My dear Inspector Maigret has taken the train from Paris to the Antibes to investigate the stabbing death of one William Brown. Brown lived in a villa with two women - Gina and her maman - an unlikely threesome as Maigret soon discovers. Brown had the money and would go off on a drinking binge once a month. On his last escapade, he came home drunk with stab wounds in his back, He died. The women didn't know what to do, so they waited two days, buried the man in his own garden and tried to run away.
So Maigret has been called in to investigate discreetly because Brown, an Australian, had worked for French intelligence.
What I love is that in just a few words, Simenon can evoke such a sense of place.
On the villa's garden:
The air was heavy with the sweet smell of mimosa. Small orange trees still bore a few oranges. There were some queer-shaped flowers that Maigret had never seen before.
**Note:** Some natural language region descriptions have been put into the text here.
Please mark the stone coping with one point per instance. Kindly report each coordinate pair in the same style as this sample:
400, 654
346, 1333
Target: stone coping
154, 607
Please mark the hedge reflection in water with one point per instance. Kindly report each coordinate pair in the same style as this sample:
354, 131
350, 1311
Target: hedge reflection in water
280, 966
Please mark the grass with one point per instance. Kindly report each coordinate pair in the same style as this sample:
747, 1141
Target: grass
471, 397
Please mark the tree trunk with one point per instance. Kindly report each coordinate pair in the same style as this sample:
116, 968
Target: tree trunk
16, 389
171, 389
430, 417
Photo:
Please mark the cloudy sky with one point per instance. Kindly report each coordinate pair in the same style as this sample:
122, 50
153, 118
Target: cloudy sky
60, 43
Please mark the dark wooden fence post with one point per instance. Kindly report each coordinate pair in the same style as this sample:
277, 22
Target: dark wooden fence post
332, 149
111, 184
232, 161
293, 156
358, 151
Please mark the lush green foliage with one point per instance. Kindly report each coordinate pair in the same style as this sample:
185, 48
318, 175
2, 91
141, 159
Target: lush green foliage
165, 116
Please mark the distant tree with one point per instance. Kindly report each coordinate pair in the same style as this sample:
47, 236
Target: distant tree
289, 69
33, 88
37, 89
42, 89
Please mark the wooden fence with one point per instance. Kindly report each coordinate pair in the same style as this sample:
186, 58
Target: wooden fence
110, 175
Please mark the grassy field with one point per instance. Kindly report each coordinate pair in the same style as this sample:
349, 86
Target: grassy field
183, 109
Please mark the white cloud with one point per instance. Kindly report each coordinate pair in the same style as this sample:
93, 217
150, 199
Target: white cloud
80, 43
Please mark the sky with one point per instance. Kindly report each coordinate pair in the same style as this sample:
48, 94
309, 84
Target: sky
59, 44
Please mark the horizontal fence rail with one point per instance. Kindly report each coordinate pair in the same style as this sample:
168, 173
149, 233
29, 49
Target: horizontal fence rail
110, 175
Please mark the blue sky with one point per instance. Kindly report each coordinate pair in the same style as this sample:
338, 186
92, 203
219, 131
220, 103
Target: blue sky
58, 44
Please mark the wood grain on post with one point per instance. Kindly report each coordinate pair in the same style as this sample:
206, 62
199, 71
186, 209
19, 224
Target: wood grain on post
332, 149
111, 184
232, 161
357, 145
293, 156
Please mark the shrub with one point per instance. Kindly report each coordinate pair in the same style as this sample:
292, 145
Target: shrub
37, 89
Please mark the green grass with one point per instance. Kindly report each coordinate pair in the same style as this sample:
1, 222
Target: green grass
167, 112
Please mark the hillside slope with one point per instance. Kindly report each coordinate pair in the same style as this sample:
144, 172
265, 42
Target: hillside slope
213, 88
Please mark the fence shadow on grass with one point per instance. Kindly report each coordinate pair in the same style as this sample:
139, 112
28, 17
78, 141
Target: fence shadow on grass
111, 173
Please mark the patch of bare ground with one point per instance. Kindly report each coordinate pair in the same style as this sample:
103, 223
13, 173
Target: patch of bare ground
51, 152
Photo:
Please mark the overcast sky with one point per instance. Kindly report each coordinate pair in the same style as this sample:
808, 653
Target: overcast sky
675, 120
On Cannes, the city by the sea:
Everything here seemed white: hotels, shops, trousers and dresses, sails on the sea. It might have been a theatre set, a charming fairyland in blue and white.
Finally, on an out-of-the-way bar:
The empty bar below street level, the half-lit kitchen lower still; upstairs, a bedroom, probably in disorder; and the little window on the back yard, from which the sun had almost disappeared...
It was a strange world, and in the middle of it sat Maigret, finishing up the remains of a perfect salad.